Een wereld vol mensen en mogelijkheden
23 september 2009 | |Inspiratie – ze valt vaak gewoon op mijn deurmat.
Deze week ontving ik per post een uitnodiging voor een seminar met de titel ‘Samenwerken met moeilijke mensen’. Een zucht rees op uit mijn borstkas. De ondertitel van het seminar luidde: ‘De beste strategieën om af te rekenen met lastpakken!’ Als taal een afspiegeling is, hoe gebrekkig ook, van de manier waarop we de wereld ervaren en tegemoet treden, dan beschreef deze uitnodiging een wereld waarin sommige mensen moeilijk zijn, en anderen makkelijk. En waarin ‘samenwerken’ op een lijn wordt gesteld met ‘afrekenen’. Dezelfde wereld kwam ik tegen bij het lezen van de gemeenteberichten in de krant die tegelijkertijd met deze uitnodiging op de deurmat viel. Burgemeester en wethouders van de gemeente waarin ik woon (De Marne) hadden vorige week het Protocol veeleisende burger vastgesteld. Mijn nieuwsgierigheid was gewekt. Ik las:
‘Dit protocol gaat ervan uit dat iedere burger zich tot de gemeente De Marne moet kunnen wenden met een verzoek of een aanvraag. Of dat nu eenvoudige informatie betreft of een ingewikkelde aanvraag: u kunt bij ons terecht.’
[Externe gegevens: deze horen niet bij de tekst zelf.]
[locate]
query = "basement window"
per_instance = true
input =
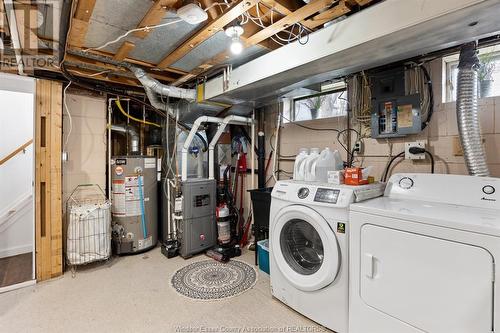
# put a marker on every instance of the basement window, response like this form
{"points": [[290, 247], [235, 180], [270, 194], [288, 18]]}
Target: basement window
{"points": [[320, 106], [489, 74]]}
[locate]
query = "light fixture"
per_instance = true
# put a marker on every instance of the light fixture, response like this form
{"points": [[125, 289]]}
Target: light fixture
{"points": [[192, 13], [234, 32]]}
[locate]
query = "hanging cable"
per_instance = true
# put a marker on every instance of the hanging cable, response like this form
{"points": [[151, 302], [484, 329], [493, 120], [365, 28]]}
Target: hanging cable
{"points": [[70, 119], [147, 28]]}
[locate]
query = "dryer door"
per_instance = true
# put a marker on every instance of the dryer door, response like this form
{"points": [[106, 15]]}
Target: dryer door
{"points": [[305, 248]]}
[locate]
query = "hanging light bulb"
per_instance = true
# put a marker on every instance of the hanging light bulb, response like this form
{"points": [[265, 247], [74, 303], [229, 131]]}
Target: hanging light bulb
{"points": [[234, 32], [236, 45]]}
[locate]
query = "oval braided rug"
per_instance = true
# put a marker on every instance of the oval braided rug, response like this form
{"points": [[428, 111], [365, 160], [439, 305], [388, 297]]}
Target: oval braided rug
{"points": [[212, 280]]}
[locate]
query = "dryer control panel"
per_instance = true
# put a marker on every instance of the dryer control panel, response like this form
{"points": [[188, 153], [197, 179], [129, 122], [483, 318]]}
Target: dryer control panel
{"points": [[480, 192], [324, 194]]}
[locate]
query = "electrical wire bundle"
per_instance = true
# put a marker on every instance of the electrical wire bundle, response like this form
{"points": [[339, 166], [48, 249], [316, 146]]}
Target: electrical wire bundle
{"points": [[418, 81], [292, 35], [360, 96]]}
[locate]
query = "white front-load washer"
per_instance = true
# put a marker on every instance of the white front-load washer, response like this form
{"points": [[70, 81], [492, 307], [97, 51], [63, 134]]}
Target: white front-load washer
{"points": [[424, 258], [308, 247]]}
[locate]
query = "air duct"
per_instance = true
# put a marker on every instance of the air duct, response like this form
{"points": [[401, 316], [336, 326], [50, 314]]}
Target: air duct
{"points": [[133, 136], [467, 111], [159, 88]]}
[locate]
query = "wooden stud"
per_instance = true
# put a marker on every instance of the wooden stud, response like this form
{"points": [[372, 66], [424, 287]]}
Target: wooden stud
{"points": [[124, 50], [230, 14], [48, 177], [80, 22]]}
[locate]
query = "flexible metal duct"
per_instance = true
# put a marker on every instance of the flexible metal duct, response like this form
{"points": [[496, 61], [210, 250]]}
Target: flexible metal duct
{"points": [[133, 136], [468, 113], [161, 89]]}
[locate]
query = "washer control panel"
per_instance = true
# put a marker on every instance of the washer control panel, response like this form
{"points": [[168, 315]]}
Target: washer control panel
{"points": [[327, 195], [303, 193], [324, 194]]}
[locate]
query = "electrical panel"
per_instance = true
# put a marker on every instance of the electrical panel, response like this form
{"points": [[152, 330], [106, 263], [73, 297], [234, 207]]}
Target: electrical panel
{"points": [[394, 114]]}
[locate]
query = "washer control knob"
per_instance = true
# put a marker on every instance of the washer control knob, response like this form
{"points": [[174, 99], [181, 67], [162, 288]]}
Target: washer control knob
{"points": [[406, 183], [303, 193], [488, 190]]}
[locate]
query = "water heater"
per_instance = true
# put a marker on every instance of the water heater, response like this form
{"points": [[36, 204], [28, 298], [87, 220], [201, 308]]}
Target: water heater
{"points": [[134, 203]]}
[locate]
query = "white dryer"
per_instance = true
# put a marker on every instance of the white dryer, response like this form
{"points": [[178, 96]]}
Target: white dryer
{"points": [[308, 245], [423, 256]]}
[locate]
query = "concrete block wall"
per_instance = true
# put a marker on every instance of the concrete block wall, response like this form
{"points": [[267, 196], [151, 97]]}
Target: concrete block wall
{"points": [[441, 135]]}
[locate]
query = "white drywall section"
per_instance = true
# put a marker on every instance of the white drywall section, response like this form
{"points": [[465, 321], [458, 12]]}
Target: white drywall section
{"points": [[86, 143], [17, 174]]}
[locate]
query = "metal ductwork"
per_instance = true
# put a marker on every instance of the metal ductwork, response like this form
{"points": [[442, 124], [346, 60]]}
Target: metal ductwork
{"points": [[358, 43], [469, 127], [132, 134], [159, 88]]}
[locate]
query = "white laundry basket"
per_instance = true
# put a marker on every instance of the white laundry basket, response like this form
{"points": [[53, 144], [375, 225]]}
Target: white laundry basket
{"points": [[89, 226]]}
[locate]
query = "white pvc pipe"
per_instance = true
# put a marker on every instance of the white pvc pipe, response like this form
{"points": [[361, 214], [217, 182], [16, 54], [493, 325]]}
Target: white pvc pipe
{"points": [[252, 164], [276, 142], [189, 140], [211, 148], [110, 115]]}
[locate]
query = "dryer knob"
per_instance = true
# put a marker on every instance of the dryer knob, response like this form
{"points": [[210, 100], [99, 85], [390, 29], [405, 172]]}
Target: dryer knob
{"points": [[303, 193], [488, 190], [406, 183]]}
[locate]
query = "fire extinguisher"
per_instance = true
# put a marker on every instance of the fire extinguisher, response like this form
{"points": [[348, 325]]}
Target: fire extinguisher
{"points": [[223, 224]]}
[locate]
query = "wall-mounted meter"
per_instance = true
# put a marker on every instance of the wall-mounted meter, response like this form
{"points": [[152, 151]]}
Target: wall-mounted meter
{"points": [[394, 114]]}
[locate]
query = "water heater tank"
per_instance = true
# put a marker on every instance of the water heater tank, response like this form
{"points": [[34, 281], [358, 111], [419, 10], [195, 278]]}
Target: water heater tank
{"points": [[134, 203]]}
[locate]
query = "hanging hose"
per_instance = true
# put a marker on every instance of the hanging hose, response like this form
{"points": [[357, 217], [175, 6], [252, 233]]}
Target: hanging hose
{"points": [[143, 209], [118, 104], [467, 111]]}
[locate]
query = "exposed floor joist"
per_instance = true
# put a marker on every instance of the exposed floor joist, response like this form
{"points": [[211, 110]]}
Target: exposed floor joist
{"points": [[230, 14]]}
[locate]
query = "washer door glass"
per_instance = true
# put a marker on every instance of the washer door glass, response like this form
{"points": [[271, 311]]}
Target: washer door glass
{"points": [[302, 247]]}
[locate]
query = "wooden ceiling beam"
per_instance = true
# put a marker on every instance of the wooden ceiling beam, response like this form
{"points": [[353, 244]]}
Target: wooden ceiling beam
{"points": [[123, 51], [103, 77], [105, 66], [361, 2], [284, 7], [134, 61], [300, 14], [262, 35], [155, 14], [210, 29], [80, 22], [335, 12], [84, 9]]}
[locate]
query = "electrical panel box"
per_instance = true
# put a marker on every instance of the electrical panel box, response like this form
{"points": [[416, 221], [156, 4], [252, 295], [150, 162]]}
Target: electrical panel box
{"points": [[394, 114]]}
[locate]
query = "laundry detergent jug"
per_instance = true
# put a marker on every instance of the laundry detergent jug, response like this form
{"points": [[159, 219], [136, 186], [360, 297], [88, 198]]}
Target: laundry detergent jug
{"points": [[299, 161], [328, 160], [309, 173]]}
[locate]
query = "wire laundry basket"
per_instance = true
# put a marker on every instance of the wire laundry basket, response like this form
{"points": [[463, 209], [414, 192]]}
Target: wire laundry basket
{"points": [[89, 225]]}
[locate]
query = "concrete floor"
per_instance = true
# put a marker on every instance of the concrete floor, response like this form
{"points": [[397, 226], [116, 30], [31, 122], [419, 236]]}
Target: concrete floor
{"points": [[133, 294]]}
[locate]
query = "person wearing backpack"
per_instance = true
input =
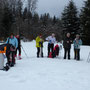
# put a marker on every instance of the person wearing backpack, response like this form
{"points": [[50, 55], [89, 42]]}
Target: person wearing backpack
{"points": [[12, 45], [77, 43]]}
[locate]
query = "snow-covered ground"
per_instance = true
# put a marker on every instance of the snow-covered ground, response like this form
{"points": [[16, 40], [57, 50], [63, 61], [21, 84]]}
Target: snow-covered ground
{"points": [[32, 73]]}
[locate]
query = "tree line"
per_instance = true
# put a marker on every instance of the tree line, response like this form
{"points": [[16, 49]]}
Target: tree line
{"points": [[22, 19]]}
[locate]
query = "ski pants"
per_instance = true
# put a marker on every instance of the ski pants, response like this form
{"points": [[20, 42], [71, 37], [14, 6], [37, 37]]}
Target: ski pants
{"points": [[18, 49], [50, 48], [77, 54], [12, 55], [39, 49], [66, 51]]}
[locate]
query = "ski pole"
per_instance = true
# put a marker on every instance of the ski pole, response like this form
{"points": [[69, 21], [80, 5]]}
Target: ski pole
{"points": [[24, 51]]}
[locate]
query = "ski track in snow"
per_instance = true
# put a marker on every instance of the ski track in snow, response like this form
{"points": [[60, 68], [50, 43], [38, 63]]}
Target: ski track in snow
{"points": [[33, 73]]}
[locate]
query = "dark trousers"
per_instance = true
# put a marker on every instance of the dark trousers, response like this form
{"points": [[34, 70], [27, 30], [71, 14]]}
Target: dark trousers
{"points": [[39, 49], [50, 48], [10, 54], [18, 49], [66, 51], [77, 54]]}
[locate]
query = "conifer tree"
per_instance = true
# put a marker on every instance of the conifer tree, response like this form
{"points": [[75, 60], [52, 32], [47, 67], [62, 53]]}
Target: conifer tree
{"points": [[85, 22], [70, 20]]}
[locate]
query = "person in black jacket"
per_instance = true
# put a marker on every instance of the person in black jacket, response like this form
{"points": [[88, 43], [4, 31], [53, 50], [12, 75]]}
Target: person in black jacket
{"points": [[67, 45], [19, 47]]}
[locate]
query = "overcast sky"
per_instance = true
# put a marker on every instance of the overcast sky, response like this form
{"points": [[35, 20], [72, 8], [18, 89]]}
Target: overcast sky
{"points": [[55, 7]]}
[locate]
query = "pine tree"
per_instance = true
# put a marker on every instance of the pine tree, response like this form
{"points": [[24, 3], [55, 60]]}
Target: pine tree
{"points": [[85, 22], [70, 20]]}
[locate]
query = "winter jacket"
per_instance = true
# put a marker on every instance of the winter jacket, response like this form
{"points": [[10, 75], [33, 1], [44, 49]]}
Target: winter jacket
{"points": [[3, 51], [12, 41], [51, 40], [39, 41], [67, 45], [77, 45], [19, 42]]}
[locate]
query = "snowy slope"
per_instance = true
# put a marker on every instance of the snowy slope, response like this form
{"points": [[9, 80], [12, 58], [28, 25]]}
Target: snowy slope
{"points": [[33, 73]]}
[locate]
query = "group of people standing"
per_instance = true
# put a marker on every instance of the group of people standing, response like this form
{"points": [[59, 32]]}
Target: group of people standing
{"points": [[66, 45]]}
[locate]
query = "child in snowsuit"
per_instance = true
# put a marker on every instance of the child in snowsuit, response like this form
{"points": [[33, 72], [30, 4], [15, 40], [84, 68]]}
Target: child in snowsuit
{"points": [[39, 45], [12, 45], [77, 42], [19, 47]]}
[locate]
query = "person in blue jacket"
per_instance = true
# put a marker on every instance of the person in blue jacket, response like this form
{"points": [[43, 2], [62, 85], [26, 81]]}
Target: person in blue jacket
{"points": [[77, 43], [12, 45]]}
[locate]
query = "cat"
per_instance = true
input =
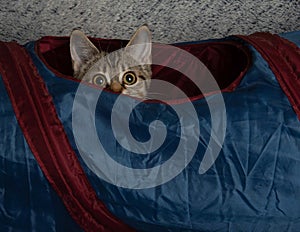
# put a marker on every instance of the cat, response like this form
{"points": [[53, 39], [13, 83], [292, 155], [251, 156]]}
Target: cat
{"points": [[99, 68]]}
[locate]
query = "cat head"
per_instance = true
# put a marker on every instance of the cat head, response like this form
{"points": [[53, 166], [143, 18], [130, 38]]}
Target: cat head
{"points": [[119, 71]]}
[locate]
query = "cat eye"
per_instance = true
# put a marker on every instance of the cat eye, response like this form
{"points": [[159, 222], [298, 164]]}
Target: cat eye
{"points": [[129, 78], [99, 80]]}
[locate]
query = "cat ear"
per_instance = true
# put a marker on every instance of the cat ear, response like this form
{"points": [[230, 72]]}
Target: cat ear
{"points": [[81, 48], [142, 37]]}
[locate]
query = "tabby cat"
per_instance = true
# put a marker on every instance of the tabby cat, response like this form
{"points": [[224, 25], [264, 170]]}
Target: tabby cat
{"points": [[114, 71]]}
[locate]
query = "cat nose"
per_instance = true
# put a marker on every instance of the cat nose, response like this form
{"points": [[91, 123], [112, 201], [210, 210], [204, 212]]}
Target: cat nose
{"points": [[116, 87]]}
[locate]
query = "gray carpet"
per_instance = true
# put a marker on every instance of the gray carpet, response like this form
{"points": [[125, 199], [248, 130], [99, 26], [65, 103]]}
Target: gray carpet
{"points": [[170, 21]]}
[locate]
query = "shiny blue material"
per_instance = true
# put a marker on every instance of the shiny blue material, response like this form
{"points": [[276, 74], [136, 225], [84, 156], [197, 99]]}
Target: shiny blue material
{"points": [[254, 185]]}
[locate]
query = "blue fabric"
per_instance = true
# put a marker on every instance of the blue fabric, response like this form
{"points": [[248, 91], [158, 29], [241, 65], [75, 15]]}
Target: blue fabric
{"points": [[254, 184], [27, 201]]}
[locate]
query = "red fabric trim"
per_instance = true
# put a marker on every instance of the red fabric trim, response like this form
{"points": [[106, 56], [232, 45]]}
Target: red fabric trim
{"points": [[283, 58], [45, 135], [228, 61]]}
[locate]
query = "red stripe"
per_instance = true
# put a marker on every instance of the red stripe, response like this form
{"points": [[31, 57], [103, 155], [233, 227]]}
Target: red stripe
{"points": [[283, 58], [48, 141]]}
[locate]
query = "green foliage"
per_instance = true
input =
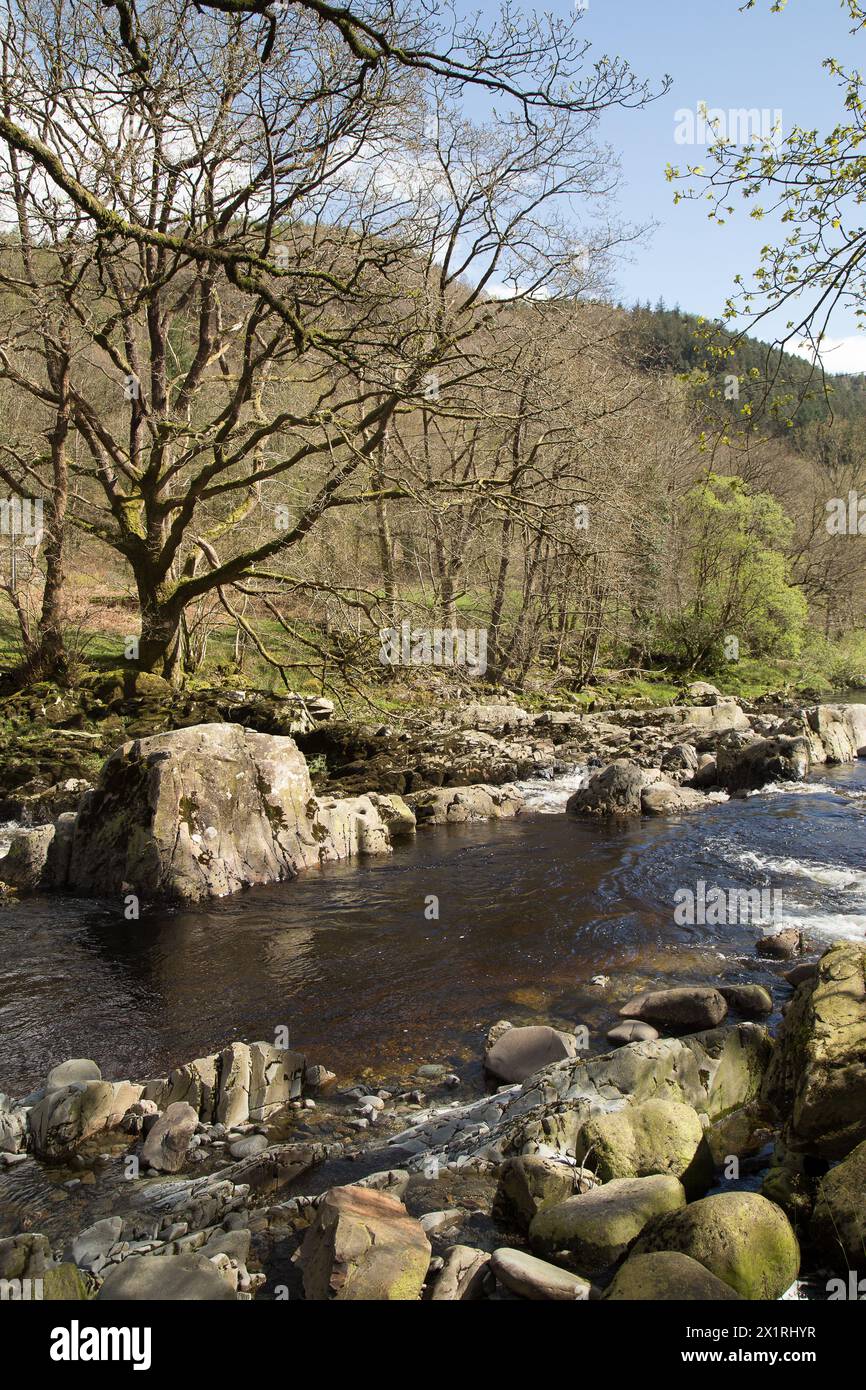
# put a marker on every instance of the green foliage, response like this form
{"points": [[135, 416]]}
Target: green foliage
{"points": [[734, 580]]}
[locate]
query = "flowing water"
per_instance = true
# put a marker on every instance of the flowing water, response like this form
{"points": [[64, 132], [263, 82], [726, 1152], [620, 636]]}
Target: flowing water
{"points": [[540, 919], [530, 913]]}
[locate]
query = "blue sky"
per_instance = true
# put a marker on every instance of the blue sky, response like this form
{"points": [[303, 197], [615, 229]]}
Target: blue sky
{"points": [[729, 59]]}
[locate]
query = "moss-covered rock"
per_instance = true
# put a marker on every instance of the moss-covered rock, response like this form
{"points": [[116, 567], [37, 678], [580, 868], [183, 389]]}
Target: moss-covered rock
{"points": [[595, 1229], [667, 1276], [838, 1222], [741, 1237], [654, 1137], [530, 1182], [816, 1080], [67, 1282]]}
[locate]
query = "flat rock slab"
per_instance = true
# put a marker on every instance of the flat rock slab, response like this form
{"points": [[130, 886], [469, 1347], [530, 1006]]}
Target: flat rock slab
{"points": [[687, 1008], [667, 1276], [533, 1278], [167, 1279]]}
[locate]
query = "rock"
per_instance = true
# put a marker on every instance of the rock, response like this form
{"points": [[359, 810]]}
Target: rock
{"points": [[631, 1032], [615, 791], [13, 1126], [66, 1283], [202, 812], [452, 805], [667, 1276], [77, 1112], [398, 816], [38, 856], [530, 1182], [763, 761], [597, 1228], [248, 1147], [533, 1278], [799, 973], [193, 1083], [434, 1223], [722, 716], [706, 772], [353, 826], [167, 1143], [24, 1257], [663, 799], [751, 1001], [652, 1137], [319, 1076], [256, 1082], [494, 717], [77, 1069], [275, 1079], [701, 692], [741, 1237], [738, 1134], [520, 1052], [684, 1009], [188, 1278], [840, 733], [837, 1230], [91, 1247], [681, 758], [364, 1246], [463, 1275], [816, 1082], [781, 945]]}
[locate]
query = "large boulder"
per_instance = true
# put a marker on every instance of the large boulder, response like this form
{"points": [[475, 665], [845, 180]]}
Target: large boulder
{"points": [[752, 765], [167, 1141], [38, 856], [816, 1080], [652, 1137], [206, 811], [840, 733], [597, 1228], [713, 1072], [615, 791], [838, 1222], [353, 826], [741, 1237], [519, 1052], [667, 1276], [13, 1126], [683, 1009], [533, 1278], [67, 1116], [530, 1182], [74, 1069], [363, 1244]]}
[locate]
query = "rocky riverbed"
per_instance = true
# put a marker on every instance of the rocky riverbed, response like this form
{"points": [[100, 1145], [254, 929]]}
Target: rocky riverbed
{"points": [[713, 1165], [698, 1158]]}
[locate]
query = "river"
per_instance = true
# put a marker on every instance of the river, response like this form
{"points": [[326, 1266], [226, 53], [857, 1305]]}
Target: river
{"points": [[538, 919]]}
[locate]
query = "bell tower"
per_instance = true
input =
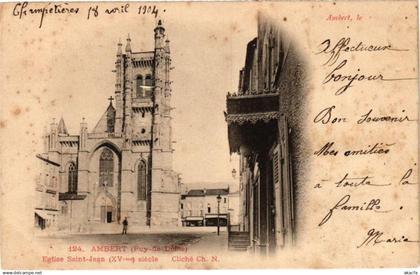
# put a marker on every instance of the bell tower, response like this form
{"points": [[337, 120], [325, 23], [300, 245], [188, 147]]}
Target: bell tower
{"points": [[165, 191]]}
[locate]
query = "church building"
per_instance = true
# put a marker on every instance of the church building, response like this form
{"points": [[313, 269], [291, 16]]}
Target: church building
{"points": [[123, 166]]}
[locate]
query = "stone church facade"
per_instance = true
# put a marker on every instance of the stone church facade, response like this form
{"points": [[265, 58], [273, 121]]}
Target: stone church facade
{"points": [[123, 167]]}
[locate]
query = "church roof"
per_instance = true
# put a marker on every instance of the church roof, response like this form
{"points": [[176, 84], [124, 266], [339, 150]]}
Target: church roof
{"points": [[103, 123], [62, 129]]}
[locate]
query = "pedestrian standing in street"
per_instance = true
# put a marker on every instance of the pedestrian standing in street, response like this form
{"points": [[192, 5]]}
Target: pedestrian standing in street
{"points": [[125, 226]]}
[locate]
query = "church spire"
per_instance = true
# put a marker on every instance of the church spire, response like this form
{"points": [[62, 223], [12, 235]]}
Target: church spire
{"points": [[62, 129], [119, 50], [128, 46]]}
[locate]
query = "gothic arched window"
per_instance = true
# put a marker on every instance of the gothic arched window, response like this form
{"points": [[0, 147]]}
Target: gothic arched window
{"points": [[149, 81], [106, 168], [139, 84], [141, 181], [72, 178]]}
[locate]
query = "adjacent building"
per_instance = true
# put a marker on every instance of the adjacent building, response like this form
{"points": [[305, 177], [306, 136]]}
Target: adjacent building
{"points": [[263, 119], [122, 167], [200, 207], [46, 194]]}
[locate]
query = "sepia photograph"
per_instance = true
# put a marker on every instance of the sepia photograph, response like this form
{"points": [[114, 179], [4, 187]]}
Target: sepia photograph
{"points": [[209, 135]]}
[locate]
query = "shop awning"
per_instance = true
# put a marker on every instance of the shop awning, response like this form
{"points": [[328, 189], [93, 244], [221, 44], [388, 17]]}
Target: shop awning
{"points": [[194, 218], [211, 216], [43, 214], [252, 119]]}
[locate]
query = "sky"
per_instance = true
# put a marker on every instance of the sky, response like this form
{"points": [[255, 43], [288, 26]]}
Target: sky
{"points": [[74, 63]]}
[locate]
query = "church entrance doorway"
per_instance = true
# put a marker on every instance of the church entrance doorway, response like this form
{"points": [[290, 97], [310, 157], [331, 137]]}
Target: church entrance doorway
{"points": [[107, 214]]}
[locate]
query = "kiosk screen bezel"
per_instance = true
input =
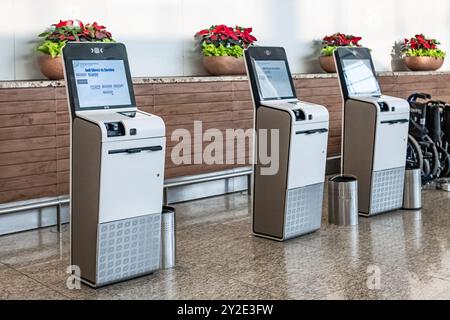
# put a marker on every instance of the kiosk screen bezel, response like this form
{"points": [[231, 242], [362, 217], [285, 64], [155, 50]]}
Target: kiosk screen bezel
{"points": [[77, 51], [266, 54], [359, 53]]}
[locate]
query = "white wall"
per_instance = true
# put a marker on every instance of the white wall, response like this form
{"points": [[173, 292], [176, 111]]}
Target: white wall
{"points": [[159, 33]]}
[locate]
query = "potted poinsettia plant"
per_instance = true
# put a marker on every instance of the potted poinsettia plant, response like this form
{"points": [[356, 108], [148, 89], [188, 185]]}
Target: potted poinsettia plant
{"points": [[223, 48], [330, 44], [55, 38], [422, 54]]}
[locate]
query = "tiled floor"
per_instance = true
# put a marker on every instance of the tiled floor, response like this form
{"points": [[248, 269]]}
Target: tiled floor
{"points": [[218, 258]]}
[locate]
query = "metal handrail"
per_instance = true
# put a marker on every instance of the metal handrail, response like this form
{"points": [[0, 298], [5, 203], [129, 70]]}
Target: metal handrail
{"points": [[170, 183]]}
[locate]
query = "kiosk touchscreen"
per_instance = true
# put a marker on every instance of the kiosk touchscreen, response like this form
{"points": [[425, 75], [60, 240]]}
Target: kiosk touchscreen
{"points": [[287, 200], [117, 168], [375, 133]]}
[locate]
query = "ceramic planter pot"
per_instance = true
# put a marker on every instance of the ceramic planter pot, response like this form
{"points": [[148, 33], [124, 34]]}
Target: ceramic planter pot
{"points": [[50, 67], [221, 66], [327, 64], [424, 63]]}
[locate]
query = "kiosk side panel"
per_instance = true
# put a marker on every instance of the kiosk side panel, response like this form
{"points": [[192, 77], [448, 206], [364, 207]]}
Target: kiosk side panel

‘Chapeau!’ kraaide ik. ‘Een ambitie, een streven, waarin ik lees dat de veeleisendheid van een burger bestaat bij de gratie van de beleving daarvan van de ambtenaar!’ Ik las verder:
Maar (ik begon onraad te ruiken) het komt ook voor dat iemand wel heel veel van de gemeente vraagt, soms zonder dat er een persoonlijk belang bij is. Ook komt het voor dat iemand niet krijgt wat hij graag wil, gewoon omdat het niet kan, bijvoorbeeld omdat er regels in de weg staan, of omdat de gemeente niet het juiste orgaan is. Dat levert wel eens ontevreden reacties op, die in sommige gevallen uit de hand lopen.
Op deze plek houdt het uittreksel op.